I’ve had a chance to use Office 2007 for the paper that I’m writing. The journal I’m submitting to somehow expects it to be “typeset” in Word, which is an interesting exercise in futility.

But I like Office 2007. I’m not 100% sure, but it seems that the equation editor has been revamped, although it’s been years since I’ve had to use it. For the limited use I put it through this time round, it seems to be doing a semi-reasonable job at typesetting the equations, although inputting them is still something I’m glad I don’t have to frequently do.
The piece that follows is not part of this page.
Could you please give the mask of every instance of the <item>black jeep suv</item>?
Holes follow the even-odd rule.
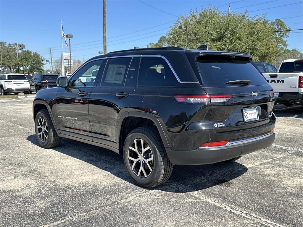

And Office 2007 has a built in citation manager! That made me quite happy to see, although I’m still having a lot of teething-pain with it. For instance, I often land up with author surnames and first names switched around, even when I’m using their built in “edit name” tool that has separate fields for adding first name, middle name and surname. It also doesn’t completely handle citation styles, like how to cite page numbers and so on: it just lets the user add arbitrary “page number” text to the citation; nor does it let you easily add text to a citation (such as Ackermann, 1998), or combine multiple citations into one entry. Gah! Maybe I’m just missing something. It also, sometimes, in what appears to be an arbitrary decision, adds the document’s title to the actual, in-text citation — I have never seen that done in anything except footnote citation styles (which I am not using), and I have no idea why Office feels that this “feature” is something that an author would automatically want. And while I can thankfully use unicode characters in the citations, I don’t seem able to use different font faces, such as italics, which you do actually need when, for instance, an article name contains the name of a species (specific names being written in italics, such as Homo sapiens).

Anyway, I like it, although typesetting a large document in it is probably still a nightmare. Trying to easily deal with the various styles, indenting and so on, even in a 25 page document, is an irritating hassle, and I’m not sure I want to deal with over a hundred references in its citation manager — I’m also pretty sure that there’s no way to use those citations in a sensible, non-mechanical way that isn’t going to drive someone insane in the long run.

Paper progress: it’s now down to 25 pages, and all the citations have been added. I just need to fix up the tables and then I can send it off to the other authors.